When doing assistance exercises for 3-4 sets, 8-15 reps, what is the best way to choose your weights?
So far I’ve read there are different things like
straight sets - same weight being used for all sets
ramping sets - 2 warm up sets, 1 medium set, 1 very heavy set
pyramid - heavy set in the middle, the sets before and after are lighter
Also, maybe just a few warmup sets with one “all out” set.
Should I just lift the damn weight and work on getting more reps/weight each set, or should I pay attention to this kind of stuff and use it.
My days for lifting usually consist of:
1 compound movement (lower reps, try to gain strength on this consistently)

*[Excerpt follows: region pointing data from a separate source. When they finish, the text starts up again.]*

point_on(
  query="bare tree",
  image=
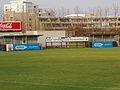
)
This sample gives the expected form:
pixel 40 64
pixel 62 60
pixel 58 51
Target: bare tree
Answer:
pixel 115 9
pixel 106 11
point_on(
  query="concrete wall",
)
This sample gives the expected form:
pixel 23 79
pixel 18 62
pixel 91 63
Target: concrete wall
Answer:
pixel 45 34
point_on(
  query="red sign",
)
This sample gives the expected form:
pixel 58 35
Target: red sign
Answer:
pixel 10 26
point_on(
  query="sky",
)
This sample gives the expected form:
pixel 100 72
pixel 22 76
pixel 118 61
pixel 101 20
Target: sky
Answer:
pixel 71 4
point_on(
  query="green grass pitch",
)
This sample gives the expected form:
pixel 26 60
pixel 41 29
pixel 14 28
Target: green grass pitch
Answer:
pixel 61 69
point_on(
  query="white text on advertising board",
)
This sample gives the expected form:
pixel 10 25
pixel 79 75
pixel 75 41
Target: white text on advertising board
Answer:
pixel 66 39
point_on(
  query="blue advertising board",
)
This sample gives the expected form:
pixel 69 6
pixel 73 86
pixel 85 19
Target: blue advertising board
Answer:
pixel 102 44
pixel 29 46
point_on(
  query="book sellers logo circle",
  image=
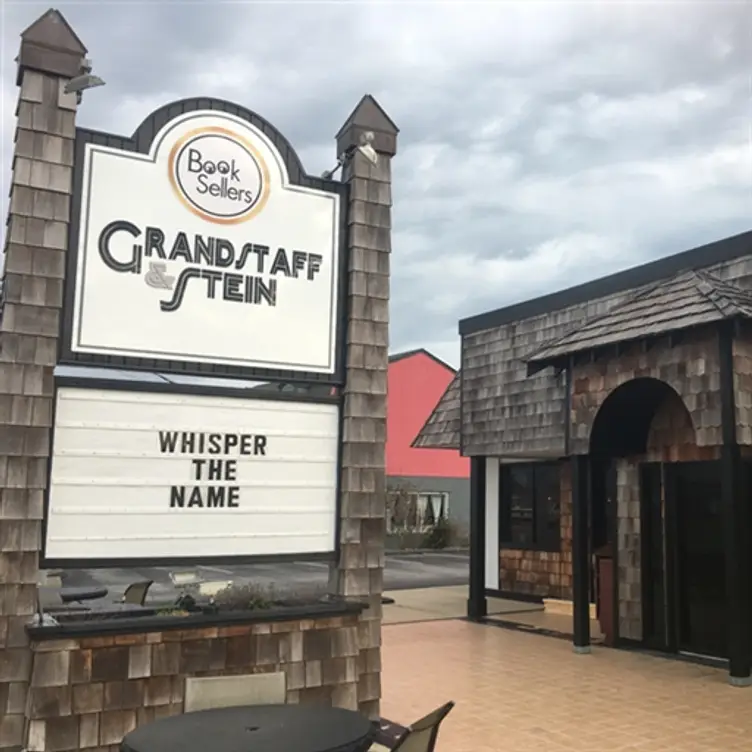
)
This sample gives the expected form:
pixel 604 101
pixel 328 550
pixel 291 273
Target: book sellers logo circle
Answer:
pixel 219 175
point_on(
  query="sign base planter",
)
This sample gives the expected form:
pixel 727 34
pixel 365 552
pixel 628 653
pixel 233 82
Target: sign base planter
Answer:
pixel 124 673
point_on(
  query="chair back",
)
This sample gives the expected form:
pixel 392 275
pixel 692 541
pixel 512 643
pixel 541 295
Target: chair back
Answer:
pixel 207 693
pixel 185 578
pixel 136 592
pixel 421 736
pixel 212 587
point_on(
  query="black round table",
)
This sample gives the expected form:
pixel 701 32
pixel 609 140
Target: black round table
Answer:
pixel 256 728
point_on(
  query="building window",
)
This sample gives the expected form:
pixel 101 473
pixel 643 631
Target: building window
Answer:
pixel 529 504
pixel 415 512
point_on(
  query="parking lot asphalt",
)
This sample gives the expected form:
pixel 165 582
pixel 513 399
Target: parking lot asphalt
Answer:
pixel 403 571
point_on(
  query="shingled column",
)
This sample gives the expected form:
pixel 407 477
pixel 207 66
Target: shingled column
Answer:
pixel 36 242
pixel 360 570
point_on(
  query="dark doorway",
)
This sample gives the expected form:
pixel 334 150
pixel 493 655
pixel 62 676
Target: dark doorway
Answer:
pixel 695 544
pixel 656 616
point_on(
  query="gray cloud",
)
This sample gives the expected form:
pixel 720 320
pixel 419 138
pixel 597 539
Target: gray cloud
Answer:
pixel 541 144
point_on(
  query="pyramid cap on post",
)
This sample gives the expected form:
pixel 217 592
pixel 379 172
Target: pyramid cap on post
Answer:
pixel 50 45
pixel 368 116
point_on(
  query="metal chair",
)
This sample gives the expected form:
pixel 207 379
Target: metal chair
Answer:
pixel 136 592
pixel 421 735
pixel 209 692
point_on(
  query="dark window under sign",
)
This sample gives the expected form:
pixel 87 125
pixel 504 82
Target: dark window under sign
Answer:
pixel 530 506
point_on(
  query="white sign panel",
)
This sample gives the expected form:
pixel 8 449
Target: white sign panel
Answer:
pixel 155 476
pixel 202 251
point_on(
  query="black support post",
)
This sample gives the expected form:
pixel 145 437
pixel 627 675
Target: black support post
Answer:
pixel 581 552
pixel 476 604
pixel 736 522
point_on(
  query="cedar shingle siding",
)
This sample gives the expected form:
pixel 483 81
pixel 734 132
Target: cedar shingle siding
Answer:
pixel 506 412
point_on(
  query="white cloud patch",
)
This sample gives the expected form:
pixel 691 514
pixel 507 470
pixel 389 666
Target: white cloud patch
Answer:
pixel 541 144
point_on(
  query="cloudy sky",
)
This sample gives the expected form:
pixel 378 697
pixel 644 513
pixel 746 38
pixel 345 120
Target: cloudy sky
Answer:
pixel 541 144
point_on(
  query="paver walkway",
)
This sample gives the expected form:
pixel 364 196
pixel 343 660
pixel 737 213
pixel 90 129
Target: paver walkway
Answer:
pixel 518 692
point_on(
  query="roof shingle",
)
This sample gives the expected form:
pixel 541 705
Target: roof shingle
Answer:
pixel 689 299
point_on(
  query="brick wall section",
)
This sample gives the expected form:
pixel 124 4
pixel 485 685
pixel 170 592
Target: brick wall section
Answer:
pixel 36 240
pixel 543 573
pixel 86 694
pixel 743 384
pixel 360 571
pixel 671 439
pixel 549 575
pixel 692 369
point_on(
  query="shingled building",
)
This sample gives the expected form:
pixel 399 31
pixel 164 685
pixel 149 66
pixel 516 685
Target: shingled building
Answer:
pixel 609 428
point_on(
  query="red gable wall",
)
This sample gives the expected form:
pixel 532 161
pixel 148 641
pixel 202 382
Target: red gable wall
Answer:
pixel 416 384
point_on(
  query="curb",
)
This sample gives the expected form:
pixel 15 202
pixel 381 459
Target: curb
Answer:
pixel 421 551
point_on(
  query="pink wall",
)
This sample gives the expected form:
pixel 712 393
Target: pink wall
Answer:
pixel 416 384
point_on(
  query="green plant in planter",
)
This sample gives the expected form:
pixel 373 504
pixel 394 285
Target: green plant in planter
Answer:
pixel 172 612
pixel 248 597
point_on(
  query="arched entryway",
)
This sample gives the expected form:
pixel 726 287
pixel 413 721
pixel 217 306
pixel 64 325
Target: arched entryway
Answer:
pixel 658 494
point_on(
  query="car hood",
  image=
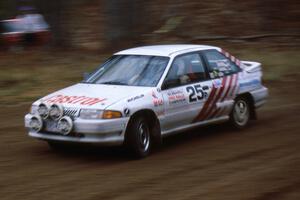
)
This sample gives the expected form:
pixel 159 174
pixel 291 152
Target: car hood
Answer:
pixel 95 96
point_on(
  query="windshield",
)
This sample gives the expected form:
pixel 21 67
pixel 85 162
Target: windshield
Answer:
pixel 11 26
pixel 132 70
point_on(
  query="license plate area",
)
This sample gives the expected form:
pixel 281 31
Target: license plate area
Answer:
pixel 51 126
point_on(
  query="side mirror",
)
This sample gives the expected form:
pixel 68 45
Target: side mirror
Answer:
pixel 86 75
pixel 170 83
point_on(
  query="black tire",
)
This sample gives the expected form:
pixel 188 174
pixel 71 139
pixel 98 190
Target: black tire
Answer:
pixel 58 146
pixel 240 114
pixel 138 137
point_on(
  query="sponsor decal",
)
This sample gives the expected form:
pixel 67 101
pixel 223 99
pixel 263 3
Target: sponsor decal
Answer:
pixel 126 111
pixel 82 100
pixel 156 101
pixel 135 98
pixel 250 84
pixel 176 97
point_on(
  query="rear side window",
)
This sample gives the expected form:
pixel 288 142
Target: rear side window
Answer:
pixel 186 69
pixel 219 65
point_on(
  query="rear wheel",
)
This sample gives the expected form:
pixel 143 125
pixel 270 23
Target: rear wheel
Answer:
pixel 240 115
pixel 57 146
pixel 138 137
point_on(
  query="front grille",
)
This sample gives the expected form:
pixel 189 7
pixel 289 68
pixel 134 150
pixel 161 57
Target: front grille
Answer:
pixel 71 112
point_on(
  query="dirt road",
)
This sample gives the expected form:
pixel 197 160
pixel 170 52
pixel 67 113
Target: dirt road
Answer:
pixel 261 162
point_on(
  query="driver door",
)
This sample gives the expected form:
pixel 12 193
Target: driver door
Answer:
pixel 184 90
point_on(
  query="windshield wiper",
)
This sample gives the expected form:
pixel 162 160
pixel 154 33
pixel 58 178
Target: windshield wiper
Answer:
pixel 113 83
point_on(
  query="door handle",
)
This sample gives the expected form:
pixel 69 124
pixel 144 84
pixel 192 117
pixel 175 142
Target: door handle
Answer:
pixel 205 87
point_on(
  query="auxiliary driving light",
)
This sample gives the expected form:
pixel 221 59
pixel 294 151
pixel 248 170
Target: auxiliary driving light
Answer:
pixel 56 112
pixel 65 125
pixel 43 110
pixel 36 123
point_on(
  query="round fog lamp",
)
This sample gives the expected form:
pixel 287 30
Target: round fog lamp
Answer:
pixel 65 125
pixel 56 112
pixel 36 123
pixel 43 110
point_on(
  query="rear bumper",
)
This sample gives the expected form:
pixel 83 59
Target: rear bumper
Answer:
pixel 106 132
pixel 260 96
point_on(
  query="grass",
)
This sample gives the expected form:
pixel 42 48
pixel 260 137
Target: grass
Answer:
pixel 29 75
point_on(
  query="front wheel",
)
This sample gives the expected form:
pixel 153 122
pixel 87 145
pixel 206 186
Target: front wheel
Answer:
pixel 138 137
pixel 240 115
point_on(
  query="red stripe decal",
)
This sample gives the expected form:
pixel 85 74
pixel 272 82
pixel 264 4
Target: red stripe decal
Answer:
pixel 232 94
pixel 206 104
pixel 228 89
pixel 213 107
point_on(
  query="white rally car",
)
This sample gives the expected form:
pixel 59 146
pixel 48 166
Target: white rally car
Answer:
pixel 140 95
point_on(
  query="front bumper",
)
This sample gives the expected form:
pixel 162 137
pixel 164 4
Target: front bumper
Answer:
pixel 106 132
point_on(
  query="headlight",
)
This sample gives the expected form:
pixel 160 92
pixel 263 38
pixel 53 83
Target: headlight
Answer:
pixel 33 109
pixel 36 123
pixel 43 110
pixel 110 114
pixel 91 114
pixel 65 125
pixel 56 112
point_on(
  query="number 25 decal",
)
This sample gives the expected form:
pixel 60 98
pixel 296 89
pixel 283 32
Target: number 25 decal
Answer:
pixel 196 92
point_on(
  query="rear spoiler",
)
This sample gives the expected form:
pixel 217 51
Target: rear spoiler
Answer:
pixel 250 66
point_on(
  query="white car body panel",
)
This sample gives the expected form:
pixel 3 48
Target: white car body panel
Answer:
pixel 172 107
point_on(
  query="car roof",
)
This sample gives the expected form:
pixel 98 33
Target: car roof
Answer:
pixel 163 50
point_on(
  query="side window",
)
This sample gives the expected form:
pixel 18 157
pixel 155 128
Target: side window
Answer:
pixel 219 65
pixel 185 69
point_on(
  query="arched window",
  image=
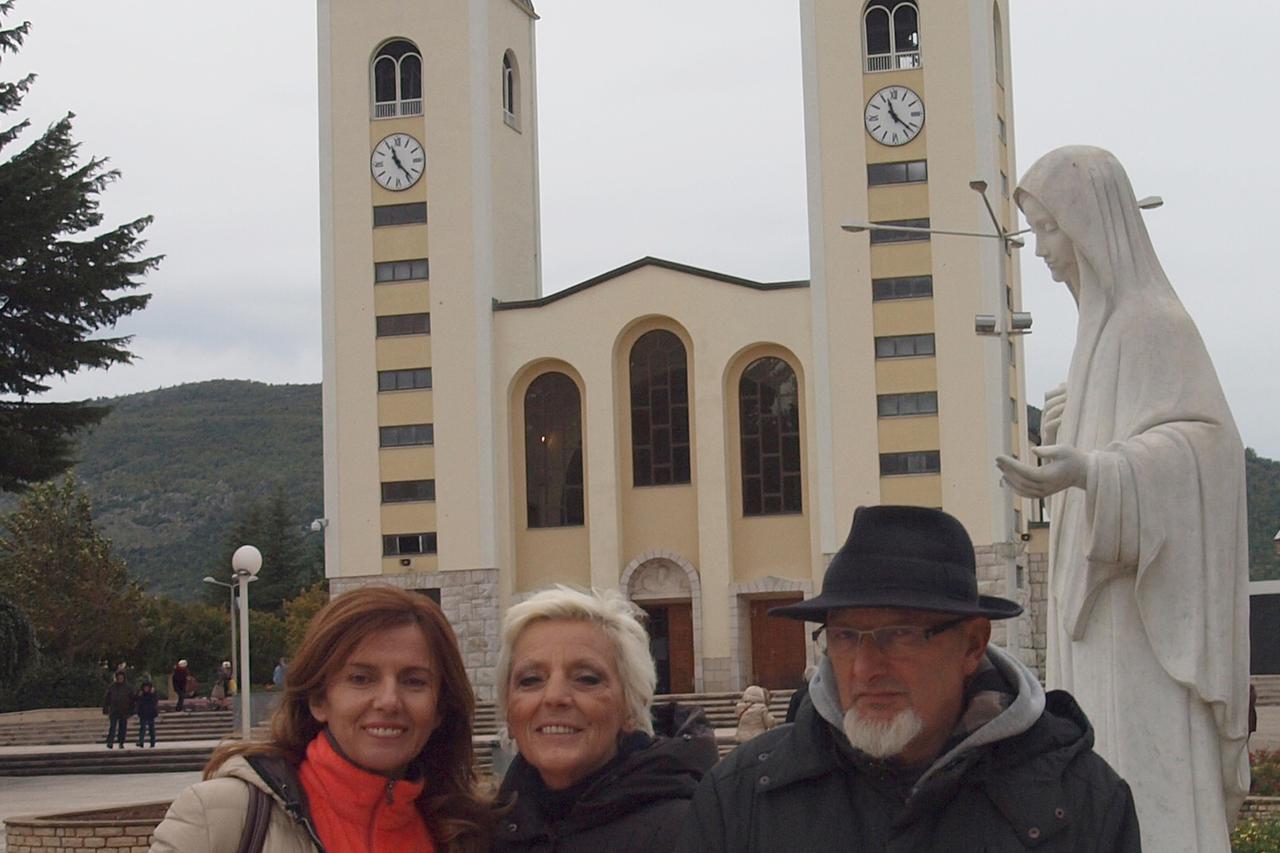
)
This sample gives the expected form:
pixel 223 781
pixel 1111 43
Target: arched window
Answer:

2-3 isolation/assitence exercises.
I hear all this “training to failure” stuff and I’m not sure what they mean by that either. Most of the time I ramp weights and just bust ass on each one, is there more to it or am I just overanalyzing this whole thing.
In my log you can see what I’m doing for assistance, if that helps.
You pretty much answered your own question.
I think you should do “Starting Strength” tho.
3 compound lifts, 3x per week.
3 sets of 5 reps on all exercises
Pick a weight you can do for 5 reps and then increase it by 20,10,5,or 2.5 pounds each workout.
Squat every workout (deep)
Alternate the bench press and the overhead press
Alternated the deadlift and the powerclean
You will make massive gains in strength and size and be way ahead of the other beginners.
[quote]power_bulker wrote:
When doing assistance exercises for 3-4 sets, 8-15 reps, what is the best way to choose your weights?[/quote]
First of all, 8-15 is a pretty big rep range, so that’s going to confuse things a little more.
[quote]straight sets - same weight being used for all sets
ramping sets - 2 warm up sets, 1 medium set, 1 very heavy set
pyramid - heavy set in the middle, the sets before and after are lighter
Also, maybe just a few warmup sets with one “all out” set.[/quote]
People are successful with each of these. Eventually you’ll figure out which you best respond to.
The bold/underlined is most important, but the second (paying attention to “this kind of stuff”) is also important. That’s why there are training logs.
As long as each workout has you doing more “stuff” - either weight, reps, or a combination of both - you’re on the right track.
Depending on who you ask, muscular failure means different things. Basically, it’s being physically unable to lift the weight for a complete rep with good technique.